At issue was a probation condition that he “must never be alone with or have contact with any person under the age 18 … Contact includes face-to-face, telephonic, written, electronic, or any indirect contact via third parties.” Any “incidental contact” also had to be reported within 24 hours to his probation officer.

While Hunter contended that “contact” meant some type of “interaction,” the state construed the word more broadly and argued it meant merely being in the presence of anyone under 18 and that was sufficient to prove a probation violation. The Court of Appeals agreed in a memorandum ruling in June.

But a majority of the state justices disagreed, indicating the wording of the probation condition was “ambiguous” and isn’t enough to have revoked Hunter’s probation.
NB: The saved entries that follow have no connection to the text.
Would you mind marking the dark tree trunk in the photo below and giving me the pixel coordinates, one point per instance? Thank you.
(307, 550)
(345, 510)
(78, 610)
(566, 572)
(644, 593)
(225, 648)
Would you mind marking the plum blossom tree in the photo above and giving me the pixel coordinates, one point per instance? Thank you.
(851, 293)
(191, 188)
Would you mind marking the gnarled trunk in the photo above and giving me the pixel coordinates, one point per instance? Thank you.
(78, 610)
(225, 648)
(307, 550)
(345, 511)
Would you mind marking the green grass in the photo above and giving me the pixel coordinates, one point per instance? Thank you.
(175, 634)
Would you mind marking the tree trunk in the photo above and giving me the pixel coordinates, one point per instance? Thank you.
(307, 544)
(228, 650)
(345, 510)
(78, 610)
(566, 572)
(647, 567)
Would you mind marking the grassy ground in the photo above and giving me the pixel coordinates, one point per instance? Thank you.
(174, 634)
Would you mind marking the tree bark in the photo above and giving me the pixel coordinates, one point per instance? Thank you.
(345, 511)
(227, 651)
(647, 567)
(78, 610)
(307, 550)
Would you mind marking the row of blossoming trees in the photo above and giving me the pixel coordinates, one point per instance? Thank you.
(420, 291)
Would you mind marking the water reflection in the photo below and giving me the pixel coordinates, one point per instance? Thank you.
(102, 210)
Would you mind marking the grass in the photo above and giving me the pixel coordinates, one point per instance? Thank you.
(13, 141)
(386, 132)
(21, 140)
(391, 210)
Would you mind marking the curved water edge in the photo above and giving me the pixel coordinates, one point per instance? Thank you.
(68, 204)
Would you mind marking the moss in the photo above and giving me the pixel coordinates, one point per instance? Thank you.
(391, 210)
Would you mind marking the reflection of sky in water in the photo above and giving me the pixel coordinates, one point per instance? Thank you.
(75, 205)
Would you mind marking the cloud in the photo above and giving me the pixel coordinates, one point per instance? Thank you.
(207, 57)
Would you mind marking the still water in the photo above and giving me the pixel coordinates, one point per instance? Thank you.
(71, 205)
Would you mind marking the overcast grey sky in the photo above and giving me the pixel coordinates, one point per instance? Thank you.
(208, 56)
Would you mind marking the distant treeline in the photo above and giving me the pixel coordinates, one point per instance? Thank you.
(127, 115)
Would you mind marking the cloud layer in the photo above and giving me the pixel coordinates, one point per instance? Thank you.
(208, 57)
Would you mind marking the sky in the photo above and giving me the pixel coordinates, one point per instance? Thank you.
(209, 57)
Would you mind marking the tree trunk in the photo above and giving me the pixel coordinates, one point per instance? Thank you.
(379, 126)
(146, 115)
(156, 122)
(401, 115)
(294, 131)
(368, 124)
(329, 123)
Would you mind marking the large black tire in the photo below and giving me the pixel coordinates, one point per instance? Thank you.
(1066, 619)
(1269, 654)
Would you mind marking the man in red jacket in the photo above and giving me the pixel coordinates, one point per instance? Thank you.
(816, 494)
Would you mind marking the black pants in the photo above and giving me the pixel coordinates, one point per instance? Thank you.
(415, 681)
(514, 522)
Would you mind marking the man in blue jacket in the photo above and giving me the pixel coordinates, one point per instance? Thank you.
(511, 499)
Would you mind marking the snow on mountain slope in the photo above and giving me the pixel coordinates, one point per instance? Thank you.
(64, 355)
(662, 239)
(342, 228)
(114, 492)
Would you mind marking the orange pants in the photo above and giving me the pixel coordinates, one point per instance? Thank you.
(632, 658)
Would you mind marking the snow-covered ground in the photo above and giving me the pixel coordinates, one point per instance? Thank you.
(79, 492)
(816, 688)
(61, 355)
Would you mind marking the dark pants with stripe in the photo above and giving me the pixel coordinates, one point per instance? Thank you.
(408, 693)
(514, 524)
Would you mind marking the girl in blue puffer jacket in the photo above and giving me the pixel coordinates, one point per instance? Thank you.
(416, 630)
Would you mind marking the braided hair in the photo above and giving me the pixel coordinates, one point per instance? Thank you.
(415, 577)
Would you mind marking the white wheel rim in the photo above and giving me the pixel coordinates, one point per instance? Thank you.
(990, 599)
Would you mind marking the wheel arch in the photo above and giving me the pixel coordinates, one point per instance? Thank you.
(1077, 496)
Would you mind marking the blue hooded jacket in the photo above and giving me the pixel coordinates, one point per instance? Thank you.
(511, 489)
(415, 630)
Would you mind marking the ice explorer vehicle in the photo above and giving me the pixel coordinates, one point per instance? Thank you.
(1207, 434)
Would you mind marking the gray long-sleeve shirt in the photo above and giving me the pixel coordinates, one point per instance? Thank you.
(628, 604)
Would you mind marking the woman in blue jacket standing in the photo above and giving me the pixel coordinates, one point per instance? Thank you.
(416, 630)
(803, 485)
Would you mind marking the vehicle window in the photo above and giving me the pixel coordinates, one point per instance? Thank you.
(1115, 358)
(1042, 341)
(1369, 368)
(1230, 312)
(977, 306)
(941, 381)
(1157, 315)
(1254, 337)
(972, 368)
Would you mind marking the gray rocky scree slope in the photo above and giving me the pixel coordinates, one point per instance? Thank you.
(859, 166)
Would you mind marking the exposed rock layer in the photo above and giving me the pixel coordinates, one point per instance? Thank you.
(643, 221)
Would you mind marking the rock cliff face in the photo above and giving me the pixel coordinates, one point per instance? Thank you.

In writing for the majority, Justice Brent Dickson noted that Hunter had cited a decade-old appellate ruling of Wright v. State, 688 N.E.2d 224, 266 (Ind. Ct. App. 1997) that quoted Webster’s Dictionary in noting “contact” means “establishing of communication with someone” or “to get into communication with,” as well as “communication occurs when a person makes something known or transmits information to another.” Justice Dickson also observed that the word “is not commonly understood to occur by mere presence alone.”

“If the trial court intended a condition of probation to prohibit the defendant from the behavior shown by the evidence in this case, effective deterrence and fair advance notice necessitate that the choice of language must clearly describe the prohibited contact,” Justice Dickson wrote. “The probation condition in this case lacked sufficient clarity to provide the defendant with fair notice that the conduct at issue would constitute a violation of probation.”

He also wrote that the occasional “incidental contact” with his sister’s children didn’t constitute a violation because the vagary of the word in this case.

Justice Frank Sullivan disagreed with his colleagues, writing in a dissent that the probation conditions clearly defined what the word “contact” meant, that it didn’t require “interaction,” and the term “face-to-face” was not vague.

“There is no dispute but that Hunter was present on multiple occasions in the mobile home when the children came home from school,” he wrote. “This was sufficient evidence for the trial court to conclude that Hunter had face-to-face contact with children under the age of 18. He did not report the contact to his probation officer within 24 hours of the contact. This was sufficient to support the revocation of his probation.”